16. as each described method in the claim 1,2,3,10,11 or 12, the stereoisomer of wherein said immunomodulatory compounds is R or S enantiomer.

17. pharmaceutical composition, described pharmaceutical composition comprise treatment, prevent or control immunomodulatory compounds or its pharmaceutically acceptable salt, solvate or the stereoisomer of bad sleep effective dose, and carrier.

18. pharmaceutical composition, described pharmaceutical composition comprise treatment, prevent or control immunomodulatory compounds or its pharmaceutically acceptable salt, solvate or stereoisomer and second active component or the reagent of bad sleep effective dose.

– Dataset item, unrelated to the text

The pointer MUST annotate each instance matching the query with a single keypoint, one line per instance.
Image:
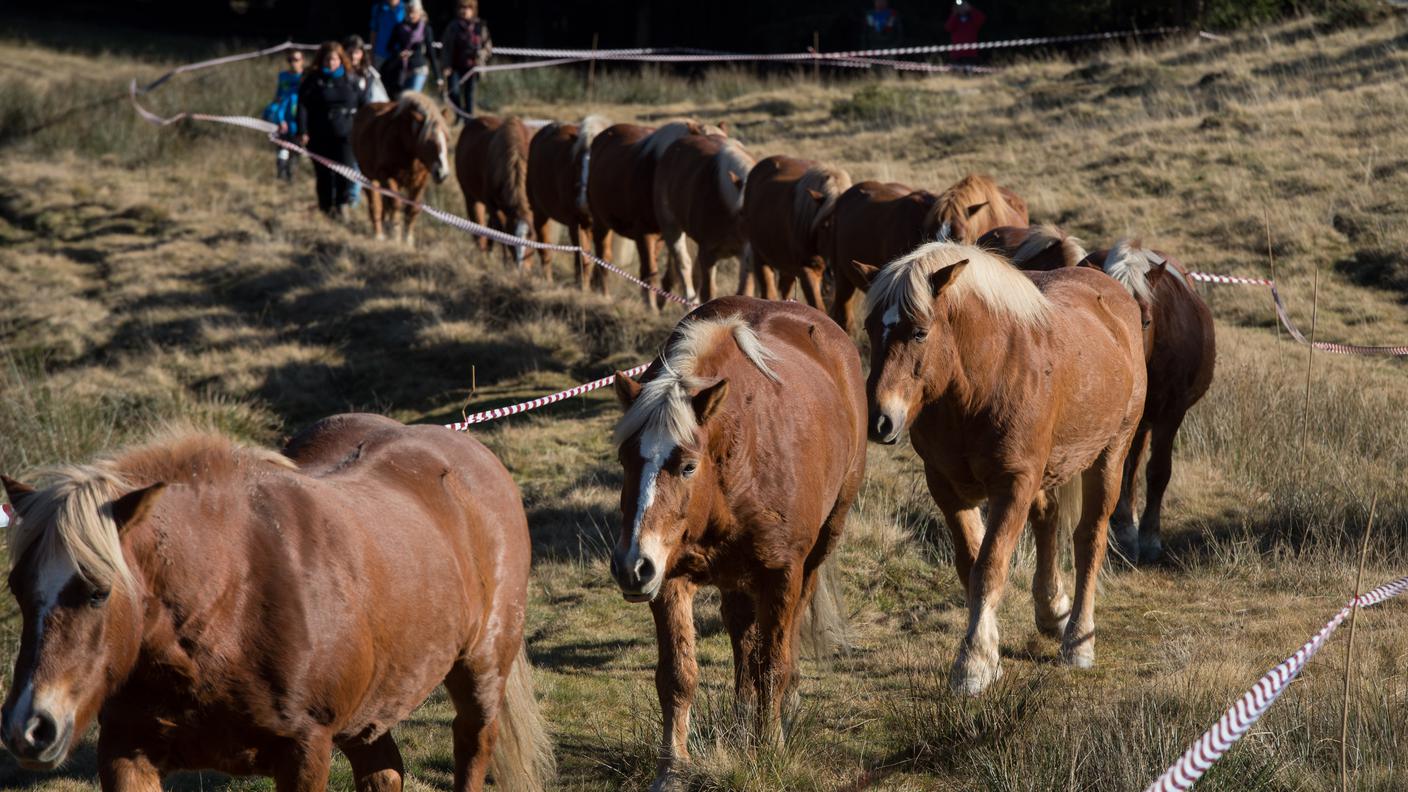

19. pharmaceutical composition as claimed in claim 18, wherein said second active component or reagent are tricyclics, selectivity serotonin reuptake transporter depressant, epilepsy reagent, arrhythmia reagent, sodium channel blockers, selectivity inflammatory mediation inhibitor, opiates reagent, gabapentin, lyrica, carbamazepine, oxcarbazepine, levitiracetam, topiramate Neurontin, oxycodone, morphine, topiramate, amitriptyline, nortriptyline or carbamazepine.

20. be applicable to treatment, prevent or control the test kit of bad sleep, it comprises immunomodulatory compounds or its pharmaceutically acceptable salt, solvate or stereoisomer.